The TV business is no longer just about selling TVs. Companies increasingly see viewers, not TV sets, as their most lucrative asset.
In recent years, TV makers have seen growing financial success from TV operating systems that can serve ads to viewers and analyze their responses. Rather than selling as many TVs as possible, brands like LG, Samsung, Roku and Vizio are increasingly, if not primarily, seeking recurring revenue from TVs they’ve already sold through ad sales and tracking.
How did we get here? And what implications does an advertising- and data-obsessed industry have for the future of TVs and the people who watch them?
The value of software
Success in the TV industry used to mean selling as many TVs as possible. But as smart TVs become mainstream and hardware margins shrink, OEMs have been looking for new ways to make money. TV operating system vendors can tap into a more frequent, higher-margin source of revenue, which has led to an ad-filled viewing experience. These can appear from the moment you pick up your remote, with ads from streaming services taking the form of physical buttons.
Some TV brands are already prioritizing data collection and the ability to sell ads, and most are trying to broaden their appeal to advertisers. Smart TV OSes have become the cash cow of the TV industry, with providers generating revenue by licensing the software and sharing revenue from in-app purchases and subscriptions.
A large portion of TV OS’s revenue comes from selling advertising, including on the OS’s home screen and screensaver, and through free, ad-supported streaming TV channels. GroupM, the world’s largest media investment firm, reported that smart TV ad revenue grew 20 percent from 2023 to 2024 and is expected to grow another 20 percent next year to $46 billion. In September 2023, Patrick Horner, practice leader of consumer electronics at analyst Omdia, reported that “each new user of the connected TV platform generates about $5 per quarter in data and ad revenue.”
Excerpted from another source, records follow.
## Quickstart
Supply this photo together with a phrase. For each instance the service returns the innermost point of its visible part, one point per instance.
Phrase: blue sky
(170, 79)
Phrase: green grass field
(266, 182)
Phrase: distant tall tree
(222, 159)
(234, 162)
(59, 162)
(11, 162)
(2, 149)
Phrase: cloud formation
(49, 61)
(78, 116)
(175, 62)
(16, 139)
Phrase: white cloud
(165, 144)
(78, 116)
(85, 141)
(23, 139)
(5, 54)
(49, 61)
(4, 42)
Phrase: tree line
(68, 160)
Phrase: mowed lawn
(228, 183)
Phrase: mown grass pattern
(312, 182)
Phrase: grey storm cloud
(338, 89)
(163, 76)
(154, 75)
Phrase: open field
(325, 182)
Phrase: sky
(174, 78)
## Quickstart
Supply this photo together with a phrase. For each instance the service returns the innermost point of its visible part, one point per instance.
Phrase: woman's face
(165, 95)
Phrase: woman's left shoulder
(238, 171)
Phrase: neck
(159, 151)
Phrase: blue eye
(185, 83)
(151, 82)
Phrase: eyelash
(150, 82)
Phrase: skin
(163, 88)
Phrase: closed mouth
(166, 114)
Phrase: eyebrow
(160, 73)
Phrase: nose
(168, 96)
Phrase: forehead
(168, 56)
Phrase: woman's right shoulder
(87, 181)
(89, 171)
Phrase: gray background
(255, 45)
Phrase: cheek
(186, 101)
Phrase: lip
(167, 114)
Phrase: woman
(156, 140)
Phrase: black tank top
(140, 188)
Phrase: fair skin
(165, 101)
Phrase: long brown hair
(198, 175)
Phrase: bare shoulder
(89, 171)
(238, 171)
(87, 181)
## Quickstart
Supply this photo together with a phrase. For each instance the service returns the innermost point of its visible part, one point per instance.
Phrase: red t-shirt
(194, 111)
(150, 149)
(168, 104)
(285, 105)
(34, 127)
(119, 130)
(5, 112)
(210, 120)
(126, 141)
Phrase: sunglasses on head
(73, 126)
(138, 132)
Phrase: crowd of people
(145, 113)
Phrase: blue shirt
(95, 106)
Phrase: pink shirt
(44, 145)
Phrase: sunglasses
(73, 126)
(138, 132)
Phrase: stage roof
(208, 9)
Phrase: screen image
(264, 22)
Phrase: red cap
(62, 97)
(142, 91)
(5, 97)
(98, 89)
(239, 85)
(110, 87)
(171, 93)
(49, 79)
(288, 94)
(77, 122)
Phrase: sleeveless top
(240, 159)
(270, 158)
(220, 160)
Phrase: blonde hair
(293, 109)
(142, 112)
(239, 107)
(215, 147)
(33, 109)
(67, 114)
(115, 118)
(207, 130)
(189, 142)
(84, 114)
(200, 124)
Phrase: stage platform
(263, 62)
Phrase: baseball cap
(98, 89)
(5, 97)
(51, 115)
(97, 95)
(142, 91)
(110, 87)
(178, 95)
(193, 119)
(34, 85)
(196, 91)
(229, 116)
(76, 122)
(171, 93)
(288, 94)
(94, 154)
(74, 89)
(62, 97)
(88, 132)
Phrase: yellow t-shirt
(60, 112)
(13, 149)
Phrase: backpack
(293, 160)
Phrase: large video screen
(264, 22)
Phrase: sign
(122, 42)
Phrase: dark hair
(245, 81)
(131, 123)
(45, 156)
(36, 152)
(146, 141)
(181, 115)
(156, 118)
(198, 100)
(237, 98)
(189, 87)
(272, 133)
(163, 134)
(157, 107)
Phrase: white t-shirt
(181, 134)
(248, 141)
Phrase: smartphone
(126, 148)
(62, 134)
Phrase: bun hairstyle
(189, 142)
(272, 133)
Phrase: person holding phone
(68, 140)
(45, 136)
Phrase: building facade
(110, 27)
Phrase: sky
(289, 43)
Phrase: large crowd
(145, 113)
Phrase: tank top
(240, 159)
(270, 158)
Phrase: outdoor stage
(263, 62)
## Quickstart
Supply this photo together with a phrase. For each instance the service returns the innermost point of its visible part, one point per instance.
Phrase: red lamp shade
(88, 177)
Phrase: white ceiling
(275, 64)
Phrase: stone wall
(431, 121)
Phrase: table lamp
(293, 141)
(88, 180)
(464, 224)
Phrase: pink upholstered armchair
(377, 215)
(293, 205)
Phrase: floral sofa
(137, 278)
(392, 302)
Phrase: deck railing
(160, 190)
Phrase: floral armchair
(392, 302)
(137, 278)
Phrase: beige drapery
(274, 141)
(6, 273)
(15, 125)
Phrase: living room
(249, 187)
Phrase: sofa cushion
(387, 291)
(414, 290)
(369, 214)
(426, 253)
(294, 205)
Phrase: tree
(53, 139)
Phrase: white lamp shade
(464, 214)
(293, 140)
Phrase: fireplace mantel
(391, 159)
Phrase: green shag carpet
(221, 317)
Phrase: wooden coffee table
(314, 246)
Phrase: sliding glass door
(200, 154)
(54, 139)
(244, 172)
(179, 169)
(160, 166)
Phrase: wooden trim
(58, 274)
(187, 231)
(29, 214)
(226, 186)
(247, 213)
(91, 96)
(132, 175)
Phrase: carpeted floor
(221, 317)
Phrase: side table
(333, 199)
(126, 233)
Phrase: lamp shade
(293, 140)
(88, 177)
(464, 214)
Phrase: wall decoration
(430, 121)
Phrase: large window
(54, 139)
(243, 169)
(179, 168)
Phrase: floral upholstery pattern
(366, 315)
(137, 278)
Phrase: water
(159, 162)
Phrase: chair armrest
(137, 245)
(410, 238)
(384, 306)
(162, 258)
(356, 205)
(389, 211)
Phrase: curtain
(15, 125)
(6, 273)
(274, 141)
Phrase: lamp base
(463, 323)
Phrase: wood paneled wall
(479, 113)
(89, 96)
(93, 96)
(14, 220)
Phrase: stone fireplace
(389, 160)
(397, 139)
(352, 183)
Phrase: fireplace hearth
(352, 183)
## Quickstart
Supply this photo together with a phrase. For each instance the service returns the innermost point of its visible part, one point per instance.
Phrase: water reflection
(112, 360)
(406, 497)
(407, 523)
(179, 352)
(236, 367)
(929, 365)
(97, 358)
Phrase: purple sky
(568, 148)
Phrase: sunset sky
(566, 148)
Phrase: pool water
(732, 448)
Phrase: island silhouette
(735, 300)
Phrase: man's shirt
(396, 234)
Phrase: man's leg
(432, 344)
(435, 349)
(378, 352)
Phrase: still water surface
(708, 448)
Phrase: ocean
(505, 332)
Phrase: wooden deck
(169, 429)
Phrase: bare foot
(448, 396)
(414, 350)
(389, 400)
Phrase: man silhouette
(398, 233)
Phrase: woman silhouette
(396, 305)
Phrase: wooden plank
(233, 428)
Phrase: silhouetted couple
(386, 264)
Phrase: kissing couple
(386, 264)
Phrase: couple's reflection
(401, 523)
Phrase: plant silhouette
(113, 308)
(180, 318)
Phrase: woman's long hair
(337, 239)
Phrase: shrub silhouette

Automatic content recognition (ACR) technology is at the heart of the smart TV advertising business. Most TV brands say users can opt out of ACR, but we’ve already seen Vizio include the feature without user consent. ACR is also sometimes enabled by default, and the off switch is often buried in a settings menu. Whether or not a TV maker includes ACR says a lot about the priorities of a TV maker. Most users have almost nothing to gain from ACR and face privacy concerns by sharing information (sometimes in real time) about what they do with their TVs.
At this point, consumers have come to expect ads and tracking on budget TVs from the likes of Vizio or Roku. But the biggest companies in the TV world are also working to turn their sets into data-producing billboards.
If TVs are watching you, so are businesses
In recent years, we've seen companies like LG and Samsung expand the advertising capabilities of their TVs as advertisers increasingly want access to TV tracking data.
For example, LG began sharing data collected from its TVs with Nielsen, giving the data and market measurement company “the largest ACR data footprint in the industry,” according to an October announcement. The deal gives Nielsen streaming and linear TV data from LG TVs, and provides companies that buy ads on LG TVs with “‘Always On’ streaming measurement and big data from LG Ad Solutions” through Nielsen’s ONE Ads dashboard.
LG, which recently unveiled a goal to evolve its hardware business into an ad-pushing “media and entertainment platform company,” expects there to be 300 million webOS TVs in homes by 2026. That represents a huge opportunity for data collection and recurring revenue. In September, LG said it would invest KRW1 trillion (about $737.7 million) through 2028 in its “webOS business,” or the company behind its smart TV operating system. The company said updates will include improvements to webOS’s user interface, AI-based recommendations and search capabilities.
Samsung recently updated its ACR technology to track ad exposure on its TVs through streaming services, rather than just linear TVs. Samsung is also trying to make its ACR data more valuable for ad targeting, including through a deal it signed in December with analytics firm Experian.
Representatives for LG and Samsung declined to comment to Ars Technica about how much of their respective companies' business comes from ad sales. But the deals they've struck with data-collection companies indicate there's strong interest in turning their products into lucrative smart TVs. In this case, “smart” isn't about internet connectivity, but about how well the TV understands its viewer.